This report compiles—in a convenient format—the results of a yearlong research project on the laws relating to probation revocation in 21 American states. 2 By leafing through the four-page "legal profiles" presented in this volume, readers can easily see how much variation exists in statewide laws of probation and probation revocation, while zeroing in on issues of greatest interest. Whether a reader's jurisdiction is included in the report's 21 states or not, the legal profiles contain a wealth of information that will allow for comparison with one's own system. We think every reader—no matter how experienced in the field—will come across practices or ideas in this study that they never heard of before.
The report assumes that American states have much to learn from one another. Justice Louis Brandeis famously believed that the states can serve as "laboratories" for innovations in law and policy, so that best practices can emerge and be brought to the attention of other states for possible adoption or adaptation. 3 In order for Brandeis's laboratory to be a reality, however, the states must have some way of learning about the practices of other jurisdictions. In an increasingly complex and specialized world, this is a daunting task—and one that often requires a heavy investment in research. The Robina Institute of Criminal Law and Criminal Justice has made such an investment in this report.

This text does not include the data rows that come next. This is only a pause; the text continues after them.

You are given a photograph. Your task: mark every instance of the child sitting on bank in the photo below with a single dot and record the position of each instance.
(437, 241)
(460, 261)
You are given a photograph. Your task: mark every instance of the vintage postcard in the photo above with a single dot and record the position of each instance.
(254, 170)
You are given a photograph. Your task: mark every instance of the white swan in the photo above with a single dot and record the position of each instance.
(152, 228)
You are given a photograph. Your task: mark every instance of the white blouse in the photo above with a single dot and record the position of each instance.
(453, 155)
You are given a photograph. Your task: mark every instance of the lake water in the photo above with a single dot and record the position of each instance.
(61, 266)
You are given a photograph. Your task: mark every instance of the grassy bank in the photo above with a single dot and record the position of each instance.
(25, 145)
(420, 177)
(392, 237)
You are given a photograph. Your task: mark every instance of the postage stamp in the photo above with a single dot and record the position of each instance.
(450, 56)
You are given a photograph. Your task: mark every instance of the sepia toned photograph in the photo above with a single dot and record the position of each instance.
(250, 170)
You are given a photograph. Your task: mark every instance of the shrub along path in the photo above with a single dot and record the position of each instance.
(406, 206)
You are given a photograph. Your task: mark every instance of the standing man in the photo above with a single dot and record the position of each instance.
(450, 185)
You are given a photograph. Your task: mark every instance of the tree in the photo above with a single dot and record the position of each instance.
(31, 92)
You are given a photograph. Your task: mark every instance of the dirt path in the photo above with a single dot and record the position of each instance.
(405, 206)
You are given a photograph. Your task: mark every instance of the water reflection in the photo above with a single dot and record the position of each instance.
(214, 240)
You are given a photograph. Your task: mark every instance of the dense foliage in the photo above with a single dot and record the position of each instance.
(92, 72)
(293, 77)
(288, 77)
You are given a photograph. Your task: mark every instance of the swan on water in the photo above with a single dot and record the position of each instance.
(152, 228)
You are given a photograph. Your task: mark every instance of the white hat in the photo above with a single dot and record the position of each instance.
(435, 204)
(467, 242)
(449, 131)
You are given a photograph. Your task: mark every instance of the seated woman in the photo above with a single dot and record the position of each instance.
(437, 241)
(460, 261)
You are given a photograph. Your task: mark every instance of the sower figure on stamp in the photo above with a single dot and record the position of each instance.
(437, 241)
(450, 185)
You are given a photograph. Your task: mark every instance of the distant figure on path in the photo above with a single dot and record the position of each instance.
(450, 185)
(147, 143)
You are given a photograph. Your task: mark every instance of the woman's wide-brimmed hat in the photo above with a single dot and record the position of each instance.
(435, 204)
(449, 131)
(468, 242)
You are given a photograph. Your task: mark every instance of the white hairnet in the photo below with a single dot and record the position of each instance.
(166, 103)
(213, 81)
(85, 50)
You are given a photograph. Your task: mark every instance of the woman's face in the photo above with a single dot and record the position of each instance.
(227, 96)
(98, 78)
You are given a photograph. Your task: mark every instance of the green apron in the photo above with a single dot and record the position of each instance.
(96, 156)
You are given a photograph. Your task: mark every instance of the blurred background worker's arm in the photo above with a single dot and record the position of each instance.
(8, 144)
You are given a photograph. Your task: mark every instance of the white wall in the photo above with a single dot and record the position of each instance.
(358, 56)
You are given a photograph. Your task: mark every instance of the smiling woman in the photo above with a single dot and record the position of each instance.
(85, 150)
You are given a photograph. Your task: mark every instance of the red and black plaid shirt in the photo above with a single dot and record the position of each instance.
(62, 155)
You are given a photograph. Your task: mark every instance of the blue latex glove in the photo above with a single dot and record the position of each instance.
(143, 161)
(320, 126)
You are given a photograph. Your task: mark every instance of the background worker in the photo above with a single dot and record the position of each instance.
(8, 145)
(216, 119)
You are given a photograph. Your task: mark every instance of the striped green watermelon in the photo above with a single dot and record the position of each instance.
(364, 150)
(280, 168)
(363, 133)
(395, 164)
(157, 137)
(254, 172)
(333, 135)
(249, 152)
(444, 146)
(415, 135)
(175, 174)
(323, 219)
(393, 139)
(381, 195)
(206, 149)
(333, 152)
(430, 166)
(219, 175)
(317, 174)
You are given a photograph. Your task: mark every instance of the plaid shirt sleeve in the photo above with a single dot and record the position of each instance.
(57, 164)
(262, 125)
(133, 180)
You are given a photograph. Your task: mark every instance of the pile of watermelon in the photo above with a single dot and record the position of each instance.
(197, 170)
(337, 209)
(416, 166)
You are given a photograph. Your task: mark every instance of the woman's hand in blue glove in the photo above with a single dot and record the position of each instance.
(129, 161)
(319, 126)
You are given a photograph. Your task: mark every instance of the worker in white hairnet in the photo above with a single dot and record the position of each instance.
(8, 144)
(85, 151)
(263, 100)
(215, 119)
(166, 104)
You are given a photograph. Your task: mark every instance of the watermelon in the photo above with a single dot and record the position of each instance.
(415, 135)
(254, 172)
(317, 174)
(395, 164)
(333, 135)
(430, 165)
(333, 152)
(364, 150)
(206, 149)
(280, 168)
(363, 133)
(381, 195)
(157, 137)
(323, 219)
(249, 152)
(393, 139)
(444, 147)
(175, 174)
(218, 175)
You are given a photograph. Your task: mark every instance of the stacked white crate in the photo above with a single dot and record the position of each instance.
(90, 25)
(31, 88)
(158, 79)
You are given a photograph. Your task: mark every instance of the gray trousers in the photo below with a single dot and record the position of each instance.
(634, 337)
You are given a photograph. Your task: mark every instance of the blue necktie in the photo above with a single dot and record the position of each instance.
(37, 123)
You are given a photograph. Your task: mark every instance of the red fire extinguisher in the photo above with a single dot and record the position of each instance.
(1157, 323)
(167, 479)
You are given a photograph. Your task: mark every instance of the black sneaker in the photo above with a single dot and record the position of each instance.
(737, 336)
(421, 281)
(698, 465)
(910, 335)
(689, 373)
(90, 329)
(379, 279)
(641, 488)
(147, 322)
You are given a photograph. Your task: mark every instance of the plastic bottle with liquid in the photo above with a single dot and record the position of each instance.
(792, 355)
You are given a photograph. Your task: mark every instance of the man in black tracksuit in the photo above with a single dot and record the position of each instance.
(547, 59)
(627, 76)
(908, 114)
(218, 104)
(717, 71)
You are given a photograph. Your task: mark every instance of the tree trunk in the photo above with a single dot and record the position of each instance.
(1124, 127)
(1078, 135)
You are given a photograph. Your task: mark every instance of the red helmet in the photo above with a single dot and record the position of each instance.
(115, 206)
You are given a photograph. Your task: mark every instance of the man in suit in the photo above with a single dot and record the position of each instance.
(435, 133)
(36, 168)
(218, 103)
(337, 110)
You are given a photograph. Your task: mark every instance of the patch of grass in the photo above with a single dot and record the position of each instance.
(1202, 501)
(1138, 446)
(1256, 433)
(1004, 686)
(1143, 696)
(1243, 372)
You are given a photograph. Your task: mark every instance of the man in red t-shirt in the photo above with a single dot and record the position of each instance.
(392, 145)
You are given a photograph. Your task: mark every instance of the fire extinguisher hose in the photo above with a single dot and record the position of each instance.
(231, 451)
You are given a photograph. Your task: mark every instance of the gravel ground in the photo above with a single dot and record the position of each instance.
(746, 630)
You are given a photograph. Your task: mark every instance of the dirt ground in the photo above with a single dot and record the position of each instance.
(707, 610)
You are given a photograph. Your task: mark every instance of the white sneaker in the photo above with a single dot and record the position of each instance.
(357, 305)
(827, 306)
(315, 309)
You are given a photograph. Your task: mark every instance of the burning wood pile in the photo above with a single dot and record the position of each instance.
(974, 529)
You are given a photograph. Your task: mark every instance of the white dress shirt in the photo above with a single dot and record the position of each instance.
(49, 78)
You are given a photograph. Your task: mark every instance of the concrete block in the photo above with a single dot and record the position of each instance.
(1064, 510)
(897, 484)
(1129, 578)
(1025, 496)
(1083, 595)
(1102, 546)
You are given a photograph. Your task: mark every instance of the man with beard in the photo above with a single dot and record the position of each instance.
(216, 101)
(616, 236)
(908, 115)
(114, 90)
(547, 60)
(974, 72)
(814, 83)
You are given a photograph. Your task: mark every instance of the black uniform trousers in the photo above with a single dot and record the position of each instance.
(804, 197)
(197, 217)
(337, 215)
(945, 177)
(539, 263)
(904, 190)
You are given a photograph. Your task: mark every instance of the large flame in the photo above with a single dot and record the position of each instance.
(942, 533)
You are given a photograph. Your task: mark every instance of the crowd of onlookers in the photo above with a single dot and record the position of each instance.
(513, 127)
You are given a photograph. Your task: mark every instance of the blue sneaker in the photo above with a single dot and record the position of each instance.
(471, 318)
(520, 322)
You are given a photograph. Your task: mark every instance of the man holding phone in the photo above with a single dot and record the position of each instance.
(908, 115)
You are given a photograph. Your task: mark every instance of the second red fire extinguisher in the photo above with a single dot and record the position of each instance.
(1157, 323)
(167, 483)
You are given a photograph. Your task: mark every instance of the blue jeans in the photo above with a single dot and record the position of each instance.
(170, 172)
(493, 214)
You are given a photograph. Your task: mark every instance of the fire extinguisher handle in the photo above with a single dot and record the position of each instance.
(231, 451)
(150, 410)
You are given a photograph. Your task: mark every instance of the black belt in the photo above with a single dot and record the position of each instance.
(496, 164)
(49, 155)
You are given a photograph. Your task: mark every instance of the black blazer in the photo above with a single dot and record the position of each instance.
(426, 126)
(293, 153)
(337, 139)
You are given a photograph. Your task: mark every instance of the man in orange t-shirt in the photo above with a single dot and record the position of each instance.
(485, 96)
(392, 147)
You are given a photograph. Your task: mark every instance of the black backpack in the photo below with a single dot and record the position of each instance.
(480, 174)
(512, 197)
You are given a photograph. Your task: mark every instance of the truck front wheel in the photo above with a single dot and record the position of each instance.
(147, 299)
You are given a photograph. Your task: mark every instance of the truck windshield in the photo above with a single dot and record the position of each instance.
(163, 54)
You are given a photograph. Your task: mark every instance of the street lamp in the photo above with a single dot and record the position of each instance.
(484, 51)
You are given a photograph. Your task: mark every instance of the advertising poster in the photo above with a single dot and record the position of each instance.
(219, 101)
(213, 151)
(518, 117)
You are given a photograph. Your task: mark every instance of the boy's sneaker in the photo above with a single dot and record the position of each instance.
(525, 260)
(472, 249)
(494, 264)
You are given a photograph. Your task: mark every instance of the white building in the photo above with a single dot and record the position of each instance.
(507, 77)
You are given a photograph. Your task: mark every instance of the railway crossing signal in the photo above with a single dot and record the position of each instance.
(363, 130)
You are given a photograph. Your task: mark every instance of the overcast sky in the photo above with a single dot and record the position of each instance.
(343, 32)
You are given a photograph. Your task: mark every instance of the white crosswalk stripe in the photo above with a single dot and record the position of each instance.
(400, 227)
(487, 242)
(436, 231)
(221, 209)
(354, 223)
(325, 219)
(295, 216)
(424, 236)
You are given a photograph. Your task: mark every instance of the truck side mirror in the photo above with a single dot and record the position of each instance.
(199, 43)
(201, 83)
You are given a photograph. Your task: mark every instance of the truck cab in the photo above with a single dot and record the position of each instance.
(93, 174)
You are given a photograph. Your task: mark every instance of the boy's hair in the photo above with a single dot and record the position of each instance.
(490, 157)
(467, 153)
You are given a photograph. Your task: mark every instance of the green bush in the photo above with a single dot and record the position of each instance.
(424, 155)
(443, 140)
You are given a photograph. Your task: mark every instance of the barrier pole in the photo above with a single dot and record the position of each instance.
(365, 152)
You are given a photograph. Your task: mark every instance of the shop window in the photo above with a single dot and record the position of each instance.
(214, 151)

We hope it will allow readers to see their home jurisdictions in new perspective, and will further the nationwide process of dialogue and improvement that Justice Brandeis envisioned.
This introduction gives a short overview of why the subject matter is important and how the report fits within a larger Probation Revocation Project launched by the Robina Institute in 2013. The introduction will also discuss the ambitions, scope, limitations, and uses of the state legal profiles.